Where it comes from

The idea behind RL: learning from experience and feedback, with examples and how it compares to other AI.

Learning like a child

Humans don’t get a manual of correct actions—they learn by trying, observing, and getting feedback from the world.

A baby doesn’t learn to walk by being told the exact sequence of muscle movements. They try, fall, get up, and over time the outcomes that work (staying upright, moving forward) get reinforced while the ones that don’t (falling, bumping into things) steer them away. The same goes for learning to talk, avoid a hot stove, or ride a bike: the environment and the consequences of actions provide the signal. There’s no teacher handing out a list of right answers—just experience and feedback. Reinforcement learning is the same idea applied to software: an agent tries things, gets a reward (or penalty) from the environment, and over time learns which actions work best.

What is RL

Behaviour and reward

The core idea—that behaviour can be shaped by what gets rewarded—has a long history in psychology.

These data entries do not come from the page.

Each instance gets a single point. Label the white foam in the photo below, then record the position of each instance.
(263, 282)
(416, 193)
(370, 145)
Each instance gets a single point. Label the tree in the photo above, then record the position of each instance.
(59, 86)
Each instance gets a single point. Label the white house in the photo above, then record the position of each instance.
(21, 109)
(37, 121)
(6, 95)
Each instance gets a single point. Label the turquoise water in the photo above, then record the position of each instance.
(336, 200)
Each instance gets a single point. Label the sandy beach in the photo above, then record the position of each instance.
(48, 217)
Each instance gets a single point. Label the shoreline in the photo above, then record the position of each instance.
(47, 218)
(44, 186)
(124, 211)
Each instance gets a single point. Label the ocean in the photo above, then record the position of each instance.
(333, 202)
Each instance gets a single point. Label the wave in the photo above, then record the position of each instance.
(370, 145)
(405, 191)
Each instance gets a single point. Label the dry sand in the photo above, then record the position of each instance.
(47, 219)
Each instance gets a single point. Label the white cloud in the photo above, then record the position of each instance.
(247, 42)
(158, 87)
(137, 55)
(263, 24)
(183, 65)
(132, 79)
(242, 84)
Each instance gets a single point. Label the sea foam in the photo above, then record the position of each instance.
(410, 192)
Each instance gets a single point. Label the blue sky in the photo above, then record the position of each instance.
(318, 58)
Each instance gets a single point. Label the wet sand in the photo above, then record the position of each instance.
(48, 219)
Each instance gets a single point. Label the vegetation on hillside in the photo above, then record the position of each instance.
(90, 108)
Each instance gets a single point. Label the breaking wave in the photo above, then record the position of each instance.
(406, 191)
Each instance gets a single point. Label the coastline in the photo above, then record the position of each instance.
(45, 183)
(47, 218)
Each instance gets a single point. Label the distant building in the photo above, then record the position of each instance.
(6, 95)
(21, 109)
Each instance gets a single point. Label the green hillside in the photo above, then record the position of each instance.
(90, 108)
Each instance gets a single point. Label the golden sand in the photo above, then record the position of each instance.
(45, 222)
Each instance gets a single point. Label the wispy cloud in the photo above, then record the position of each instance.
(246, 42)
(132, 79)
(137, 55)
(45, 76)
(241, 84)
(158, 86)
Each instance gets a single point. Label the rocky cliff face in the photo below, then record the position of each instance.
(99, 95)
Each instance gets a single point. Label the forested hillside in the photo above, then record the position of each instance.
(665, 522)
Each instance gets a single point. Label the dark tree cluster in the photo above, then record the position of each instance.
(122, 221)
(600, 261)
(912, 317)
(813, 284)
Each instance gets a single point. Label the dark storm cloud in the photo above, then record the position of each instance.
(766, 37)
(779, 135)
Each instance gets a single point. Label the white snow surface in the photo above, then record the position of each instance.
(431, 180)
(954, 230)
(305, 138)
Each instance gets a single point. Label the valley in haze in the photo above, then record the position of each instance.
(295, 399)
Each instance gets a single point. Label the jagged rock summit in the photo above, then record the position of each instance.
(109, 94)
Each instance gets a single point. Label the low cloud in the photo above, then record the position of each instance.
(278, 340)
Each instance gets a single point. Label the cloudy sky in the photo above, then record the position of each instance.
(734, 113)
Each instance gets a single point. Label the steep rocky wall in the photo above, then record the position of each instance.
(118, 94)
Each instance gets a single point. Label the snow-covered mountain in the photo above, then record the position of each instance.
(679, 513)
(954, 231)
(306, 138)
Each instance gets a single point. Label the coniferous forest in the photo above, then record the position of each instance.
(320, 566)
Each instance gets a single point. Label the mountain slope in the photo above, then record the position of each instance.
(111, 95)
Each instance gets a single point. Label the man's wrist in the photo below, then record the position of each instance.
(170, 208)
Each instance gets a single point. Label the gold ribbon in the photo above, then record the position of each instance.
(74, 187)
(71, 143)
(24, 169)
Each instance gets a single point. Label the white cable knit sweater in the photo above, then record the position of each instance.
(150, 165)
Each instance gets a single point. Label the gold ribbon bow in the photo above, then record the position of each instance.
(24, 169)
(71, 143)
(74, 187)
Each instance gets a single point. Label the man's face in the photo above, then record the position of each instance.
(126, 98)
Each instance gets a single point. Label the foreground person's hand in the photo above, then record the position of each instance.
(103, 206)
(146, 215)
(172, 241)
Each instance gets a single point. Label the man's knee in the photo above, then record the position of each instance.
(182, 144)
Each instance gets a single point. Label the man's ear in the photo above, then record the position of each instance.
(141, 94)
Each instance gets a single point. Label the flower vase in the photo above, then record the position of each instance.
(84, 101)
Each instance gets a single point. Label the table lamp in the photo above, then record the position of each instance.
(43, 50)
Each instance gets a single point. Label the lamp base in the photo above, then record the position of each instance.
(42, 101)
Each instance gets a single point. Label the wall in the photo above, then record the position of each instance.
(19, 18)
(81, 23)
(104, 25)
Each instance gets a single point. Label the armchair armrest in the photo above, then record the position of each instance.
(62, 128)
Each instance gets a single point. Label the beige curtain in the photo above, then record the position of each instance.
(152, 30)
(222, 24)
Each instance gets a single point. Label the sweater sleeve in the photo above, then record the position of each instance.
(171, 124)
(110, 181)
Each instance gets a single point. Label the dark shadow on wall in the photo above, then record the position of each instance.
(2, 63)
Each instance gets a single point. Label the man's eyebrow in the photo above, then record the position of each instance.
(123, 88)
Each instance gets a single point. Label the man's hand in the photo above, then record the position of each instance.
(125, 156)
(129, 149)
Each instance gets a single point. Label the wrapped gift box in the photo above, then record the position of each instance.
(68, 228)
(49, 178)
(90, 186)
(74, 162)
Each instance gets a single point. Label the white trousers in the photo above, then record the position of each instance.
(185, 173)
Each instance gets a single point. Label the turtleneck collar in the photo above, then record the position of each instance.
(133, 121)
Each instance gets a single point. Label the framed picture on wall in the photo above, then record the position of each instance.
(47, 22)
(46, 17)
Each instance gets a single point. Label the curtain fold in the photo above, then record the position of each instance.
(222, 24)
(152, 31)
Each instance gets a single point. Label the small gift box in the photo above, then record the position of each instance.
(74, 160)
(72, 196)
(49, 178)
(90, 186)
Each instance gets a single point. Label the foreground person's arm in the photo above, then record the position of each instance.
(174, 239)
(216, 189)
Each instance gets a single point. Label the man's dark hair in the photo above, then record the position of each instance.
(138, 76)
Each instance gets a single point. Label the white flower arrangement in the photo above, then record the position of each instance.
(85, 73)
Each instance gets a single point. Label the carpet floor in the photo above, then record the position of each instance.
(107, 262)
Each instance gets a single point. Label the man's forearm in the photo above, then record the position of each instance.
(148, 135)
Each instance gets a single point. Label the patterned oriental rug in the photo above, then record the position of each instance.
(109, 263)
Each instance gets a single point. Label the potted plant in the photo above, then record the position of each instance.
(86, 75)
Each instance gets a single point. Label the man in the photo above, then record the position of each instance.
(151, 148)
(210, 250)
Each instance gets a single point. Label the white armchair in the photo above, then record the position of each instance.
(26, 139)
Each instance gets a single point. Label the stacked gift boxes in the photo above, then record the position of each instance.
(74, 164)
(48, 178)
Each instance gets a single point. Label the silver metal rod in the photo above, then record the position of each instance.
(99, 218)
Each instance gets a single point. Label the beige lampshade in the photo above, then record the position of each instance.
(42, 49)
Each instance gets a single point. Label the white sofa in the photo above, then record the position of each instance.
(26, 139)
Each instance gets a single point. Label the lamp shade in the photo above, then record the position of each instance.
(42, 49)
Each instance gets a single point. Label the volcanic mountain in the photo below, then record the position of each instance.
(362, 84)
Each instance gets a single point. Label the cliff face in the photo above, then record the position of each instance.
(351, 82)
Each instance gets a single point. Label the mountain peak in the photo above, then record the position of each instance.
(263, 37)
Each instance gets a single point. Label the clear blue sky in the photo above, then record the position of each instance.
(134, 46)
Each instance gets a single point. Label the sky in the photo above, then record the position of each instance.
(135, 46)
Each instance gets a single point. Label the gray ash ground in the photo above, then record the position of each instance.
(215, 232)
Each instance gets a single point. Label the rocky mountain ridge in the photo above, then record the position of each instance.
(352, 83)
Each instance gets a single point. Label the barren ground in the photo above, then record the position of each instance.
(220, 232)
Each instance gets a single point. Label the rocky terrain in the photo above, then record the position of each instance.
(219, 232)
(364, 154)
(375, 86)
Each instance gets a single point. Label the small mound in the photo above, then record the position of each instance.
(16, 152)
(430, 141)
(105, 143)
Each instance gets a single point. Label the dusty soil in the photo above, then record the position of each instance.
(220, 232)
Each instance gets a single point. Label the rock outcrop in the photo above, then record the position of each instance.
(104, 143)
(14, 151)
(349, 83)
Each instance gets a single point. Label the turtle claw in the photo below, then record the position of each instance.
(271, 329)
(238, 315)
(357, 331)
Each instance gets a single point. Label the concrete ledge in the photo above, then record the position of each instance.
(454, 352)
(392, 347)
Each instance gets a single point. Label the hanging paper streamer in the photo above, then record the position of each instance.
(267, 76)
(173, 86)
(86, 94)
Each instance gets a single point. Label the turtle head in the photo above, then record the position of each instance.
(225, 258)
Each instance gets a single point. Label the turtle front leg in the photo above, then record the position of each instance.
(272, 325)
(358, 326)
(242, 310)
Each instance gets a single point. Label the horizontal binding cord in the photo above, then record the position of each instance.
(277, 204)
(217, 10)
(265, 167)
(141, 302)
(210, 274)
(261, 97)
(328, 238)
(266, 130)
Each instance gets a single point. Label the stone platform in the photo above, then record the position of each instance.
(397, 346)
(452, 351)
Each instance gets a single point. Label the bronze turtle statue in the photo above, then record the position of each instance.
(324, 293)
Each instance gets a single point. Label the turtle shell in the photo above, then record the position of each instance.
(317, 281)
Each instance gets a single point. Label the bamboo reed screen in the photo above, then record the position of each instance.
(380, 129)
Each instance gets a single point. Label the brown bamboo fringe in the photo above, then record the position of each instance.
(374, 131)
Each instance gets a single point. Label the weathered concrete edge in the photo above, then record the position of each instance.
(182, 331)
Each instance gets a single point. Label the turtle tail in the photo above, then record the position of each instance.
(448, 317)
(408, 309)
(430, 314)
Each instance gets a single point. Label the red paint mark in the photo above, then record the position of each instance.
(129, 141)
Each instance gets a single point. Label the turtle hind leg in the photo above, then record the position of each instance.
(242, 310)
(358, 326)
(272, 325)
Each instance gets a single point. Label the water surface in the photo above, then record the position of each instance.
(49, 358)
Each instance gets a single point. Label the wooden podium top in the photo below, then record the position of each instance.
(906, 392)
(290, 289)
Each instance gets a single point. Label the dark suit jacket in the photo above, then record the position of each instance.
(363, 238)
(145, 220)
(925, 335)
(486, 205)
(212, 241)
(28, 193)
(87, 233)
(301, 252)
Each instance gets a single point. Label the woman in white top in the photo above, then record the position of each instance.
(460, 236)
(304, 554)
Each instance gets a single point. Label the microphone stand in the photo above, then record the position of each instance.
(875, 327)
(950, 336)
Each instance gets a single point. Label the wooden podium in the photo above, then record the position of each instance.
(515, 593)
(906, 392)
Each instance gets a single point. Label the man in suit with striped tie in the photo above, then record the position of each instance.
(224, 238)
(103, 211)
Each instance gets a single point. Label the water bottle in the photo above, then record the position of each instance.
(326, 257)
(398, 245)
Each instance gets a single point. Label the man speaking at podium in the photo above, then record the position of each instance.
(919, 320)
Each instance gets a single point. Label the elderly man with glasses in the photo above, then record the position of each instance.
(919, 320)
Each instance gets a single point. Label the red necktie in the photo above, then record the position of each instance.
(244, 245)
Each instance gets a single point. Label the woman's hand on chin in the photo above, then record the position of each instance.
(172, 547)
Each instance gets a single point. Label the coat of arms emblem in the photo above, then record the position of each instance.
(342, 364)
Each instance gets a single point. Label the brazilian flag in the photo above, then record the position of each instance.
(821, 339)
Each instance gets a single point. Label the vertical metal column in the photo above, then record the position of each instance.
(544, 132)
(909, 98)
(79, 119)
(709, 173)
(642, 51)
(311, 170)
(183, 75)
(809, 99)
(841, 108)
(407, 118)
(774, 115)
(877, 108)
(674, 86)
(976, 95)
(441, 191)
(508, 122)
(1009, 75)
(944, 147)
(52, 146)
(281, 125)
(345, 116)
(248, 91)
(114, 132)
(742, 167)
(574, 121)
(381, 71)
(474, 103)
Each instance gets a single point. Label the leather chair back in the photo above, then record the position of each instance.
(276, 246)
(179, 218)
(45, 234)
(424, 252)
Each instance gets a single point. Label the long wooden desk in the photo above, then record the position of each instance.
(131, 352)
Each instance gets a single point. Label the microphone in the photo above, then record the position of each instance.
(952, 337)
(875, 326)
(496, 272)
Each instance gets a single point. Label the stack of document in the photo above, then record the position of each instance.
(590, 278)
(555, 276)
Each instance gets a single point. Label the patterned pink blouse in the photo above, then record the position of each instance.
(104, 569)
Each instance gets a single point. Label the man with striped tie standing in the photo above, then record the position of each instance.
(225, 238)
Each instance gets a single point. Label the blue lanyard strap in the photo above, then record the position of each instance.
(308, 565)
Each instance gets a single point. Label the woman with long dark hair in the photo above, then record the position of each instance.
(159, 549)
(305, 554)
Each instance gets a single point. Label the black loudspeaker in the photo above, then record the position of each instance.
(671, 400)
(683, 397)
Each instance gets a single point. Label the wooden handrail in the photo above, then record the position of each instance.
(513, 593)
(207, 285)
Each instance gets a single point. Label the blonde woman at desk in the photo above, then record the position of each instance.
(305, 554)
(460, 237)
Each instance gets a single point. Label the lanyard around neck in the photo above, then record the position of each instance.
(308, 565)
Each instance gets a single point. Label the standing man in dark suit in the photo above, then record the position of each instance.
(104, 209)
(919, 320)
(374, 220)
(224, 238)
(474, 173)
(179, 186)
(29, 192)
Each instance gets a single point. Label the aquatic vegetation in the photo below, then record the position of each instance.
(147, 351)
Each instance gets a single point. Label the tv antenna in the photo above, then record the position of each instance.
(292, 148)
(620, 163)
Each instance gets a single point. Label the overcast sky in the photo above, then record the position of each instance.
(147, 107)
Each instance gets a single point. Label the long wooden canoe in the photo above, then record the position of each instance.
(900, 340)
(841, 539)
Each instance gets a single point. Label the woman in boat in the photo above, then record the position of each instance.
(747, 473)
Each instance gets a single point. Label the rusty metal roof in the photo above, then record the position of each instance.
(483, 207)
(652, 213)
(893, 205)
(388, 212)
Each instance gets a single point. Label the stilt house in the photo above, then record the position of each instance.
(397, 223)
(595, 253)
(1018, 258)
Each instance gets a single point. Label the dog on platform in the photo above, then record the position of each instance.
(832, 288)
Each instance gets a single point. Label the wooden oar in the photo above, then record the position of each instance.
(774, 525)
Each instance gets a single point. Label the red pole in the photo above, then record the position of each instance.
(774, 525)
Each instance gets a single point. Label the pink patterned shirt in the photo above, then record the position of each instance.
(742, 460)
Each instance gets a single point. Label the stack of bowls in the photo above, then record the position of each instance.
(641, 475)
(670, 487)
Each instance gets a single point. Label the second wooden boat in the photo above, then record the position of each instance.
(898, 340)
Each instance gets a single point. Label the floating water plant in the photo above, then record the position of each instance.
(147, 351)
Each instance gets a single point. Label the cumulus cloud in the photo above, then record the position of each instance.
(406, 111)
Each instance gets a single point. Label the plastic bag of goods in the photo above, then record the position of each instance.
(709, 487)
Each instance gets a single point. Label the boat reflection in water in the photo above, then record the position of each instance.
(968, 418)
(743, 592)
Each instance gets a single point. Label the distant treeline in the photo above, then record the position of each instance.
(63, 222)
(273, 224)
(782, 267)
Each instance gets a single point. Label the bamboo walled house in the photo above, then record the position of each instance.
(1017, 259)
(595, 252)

In psychology, “reinforcement” has long referred to the fact that behaviour that’s rewarded tends to be repeated, and behaviour that isn’t (or is punished) tends to fade. The same idea shows up in how we build agents: they don’t get a list of right answers; they get a reward signal and many chances to try, and over time they favour actions that work better. That’s the thread that runs from the early ideas to the tools we use today.

Where RL has proved very effective

Famous examples where agents trained with RL reached superhuman or human-level performance.

Go. Systems like AlphaGo learned to play Go at a level that beat world champions. The rules of the game and the outcome (win or lose) were the only “teacher”; the agent played huge numbers of games and learned from the result. No one programmed in opening theory or endgame patterns—the agent discovered effective play through trial and error and reward (winning).

Dota 2 and other video games. RL agents have been trained to play complex team games like Dota 2 at a high level, again with a simple reward (e.g. winning the match) and massive amounts of practice. The same idea has been used for other games (e.g. Atari, StarCraft): define the goal, let the agent explore, and it learns from experience.

These examples show that when the goal is clear and the environment can be simulated or repeated many times, RL can reach impressive performance. Trading is different in the details, but the same principle applies: you define the reward (e.g. returns or risk-adjusted performance), the agent trains in a backtest, and it learns which actions lead to better outcomes.

RL in trading

How RL compares to other AI

Different tools for different problems—knowing the difference helps you choose the right one.

Supervised learning needs labelled data: you show the system many examples of “correct” answers (e.g. “this image is a cat”, “this email is spam”). It’s great when you have or can create those labels. Unsupervised learning looks for structure in data without labels (e.g. clustering, patterns). Reinforcement learning is different: you define a reward and possibly the rules of the environment, but you don’t provide a list of correct actions. The agent learns from trial and error which actions maximise reward over time.

RL is a good fit when the problem is sequential (each action affects what happens next), the outcome is clear (you can score it), but you don’t have—or don’t want to hand-label—“right” actions. Trading fits that: you can define reward (e.g. returns), and the agent learns from experience in a backtest. That’s why we use RL for Kabu rather than a purely supervised or rule-based approach.

Terms you’ll see · Features

Why we mention it

So you know the ideas behind Kabu aren’t made up—they’re grounded in research and real-world results.

Kabu doesn’t teach you the theory. We give you a simple way to configure an agent, a reward, and an environment, then train and deploy. This page is just to say: the terms you see (“agent”, “reward”, “policy”) and the approach we use come from that tradition. You can use the product without any of this; it’s here if you’re curious.